Built circa 1895, the Victorian house at 973 Worthington Ridge in Berlin was originally the home of Mary Brandegee. She lived there until her death in 1909. Before the house was built, the property had once been owned by John Brandegee (died 1858) who ran the family store.
The building at 305 Main Street, at the corner of Peck Street, in Kensington, Berlin is currently home to the Berlin Historical Society. It was built in 1901-1902 as the permanent home of the Kensington Library Society. Founded in 1829, the Library Society had stored its books at various places around town before the building was constructed: first at the Kensington Congregational Church; from 1874 to 1877 at Hart’s Hall; next in a room in the Berlin Savings Bank; and in 1890 back at the church. In 1900, Susan A. Peck was a leader among those seeking to build a permanent home for the library. She convinced her cousin, Henry Hart Peck, to donate the funds for a new building, which was built on land donated by Miss Harriet Hotchkiss and Mrs. Fannie Hotchkiss Jones. The Library Society was incorporated in 1901 in order to receive the donation. The Peck Memorial Library building was dedicated on November 5, 1902. A modern addition to the library was built in 1963. In 1986 the Town of Berlin took over the library, thus making it a public institution. In 1989, the Berlin-Peck Memorial Library moved into a new building at 234 Kensington Road. The former building on Main Street then became the home of the Berlin Historical Society. The building was renamed the King-Peck Memorial in 1994 to honor Ron King, who was active in various civic groups in Berlin.
Built in 1900 for the New York, New Haven & Hartford Railroad, the Berlin train station at 51 Depot Road in the Kensington section of Berlin is considered to be one of the best preserved of Connecticut’s smaller historic railroad depots. Now serving Amtrak’s New Haven-Springfield line, the building has an original rounded walled ticket office in the waiting room. The station had structural renovations in 2005 but is awaiting a thorough restoration.
The two houses standing next south of the new academy were built by Elishama Brandegee, the father of Dr. Elishama Brandegee. The one nearest the academy, long the home of Dr. Brandegee and his family, was designed for the teacher and was occupied by Ariel Parish. The other, now the parsonage of the Second Congregational Church, strange to relate, was built to be used as a parsonage by the Rev. James McDonald, who was settled here 1835-1837.
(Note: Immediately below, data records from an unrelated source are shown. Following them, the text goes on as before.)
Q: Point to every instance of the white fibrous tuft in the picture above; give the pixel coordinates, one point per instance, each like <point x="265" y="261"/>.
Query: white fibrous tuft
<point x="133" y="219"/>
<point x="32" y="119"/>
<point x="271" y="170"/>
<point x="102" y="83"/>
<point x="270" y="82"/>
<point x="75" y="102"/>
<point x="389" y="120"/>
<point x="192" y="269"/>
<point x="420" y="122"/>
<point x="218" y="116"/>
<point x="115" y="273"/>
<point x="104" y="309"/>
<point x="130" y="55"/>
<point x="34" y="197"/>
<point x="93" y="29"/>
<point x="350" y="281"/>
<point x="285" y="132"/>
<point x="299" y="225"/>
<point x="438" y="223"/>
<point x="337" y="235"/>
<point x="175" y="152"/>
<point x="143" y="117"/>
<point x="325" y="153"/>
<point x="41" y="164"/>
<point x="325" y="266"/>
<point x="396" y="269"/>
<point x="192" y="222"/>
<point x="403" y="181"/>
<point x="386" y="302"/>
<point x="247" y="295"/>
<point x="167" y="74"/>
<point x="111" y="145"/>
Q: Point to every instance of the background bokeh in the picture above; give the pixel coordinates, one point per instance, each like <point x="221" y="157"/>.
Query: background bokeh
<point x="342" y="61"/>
At 944 Worthington Ridge in Berlin is the Elijah Loveland Tavern, built c. 1797. It operated as a tavern from 1797 to 1812 and had a ballroom on its north end. The place is described in Catharine Melinda North’s History of Berlin (1916):
The property opposite Galpin’s store, now the home of the Misses Julia, Sarah, and Hattie Roys, daughters of the late Franklin Roys, was long known as the Elijah Loveland place. The house was once used by Mr. Loveland as a hotel. According to George H. Sage, whose history of the “Inns of Berlin” was published in the Berlin News of May 30, 1895, Mr. Loveland received his taverner’s license in 1797, and discontinued the business in 1812. There was a large addition on the north side of the house, with a ballroom on the second floor, which was often a scene of festivity.
When Priest Goodrich was here, there was a revival in his church. It was before the chapel was built, and the extra meetings were held in Loveland’s ballroom. One cold night, when the place was crowded, the air became so close that suddenly every tallow candle went out, and all was in darkness. Mr. Goodrich, who feared that the people would attempt to go down the stairs and be injured, said in a commanding voice: “Keep still!” “Everybody keep still!” The people obeyed him and remained quietly in their seats until fresh air was admitted and the candles were again lighted.
Elijah Loveland died in 1826, at the age of eighty-one. His son George, who inherited the homestead, had five sons and three daughters: William, George, Elijah, John, Henry, Sarah, Lois, and Maria. Henry, who remained at home, remodeled the old house and tore down the north part, that in later days had been used as a tenement.
Mrs. C. B. Root, a tailoress, had for a time a shop in the lower rooms. The ballroom was used in the fifties by the Misses Pease and Stone, as a millinery and dressmaking establishment.
The bar of the tavern was in the south front room and the money was kept in a corner cupboard in the next room back. When this cupboard was removed, Mr. Loveland found beneath it handfuls of sixpences and ninepences, that had slipped through the cracks.
The building is now a private residence.
Located at the corner of Worthington Ride and Sunset Lane in Berlin is a Tudor Revival/Shingle style house built c. 1905-1907 by Charles M. Jarvis, head of the Berlin Iron Bridge Company and a founder of the Berlin Construction Company. The property once included a bowling alley.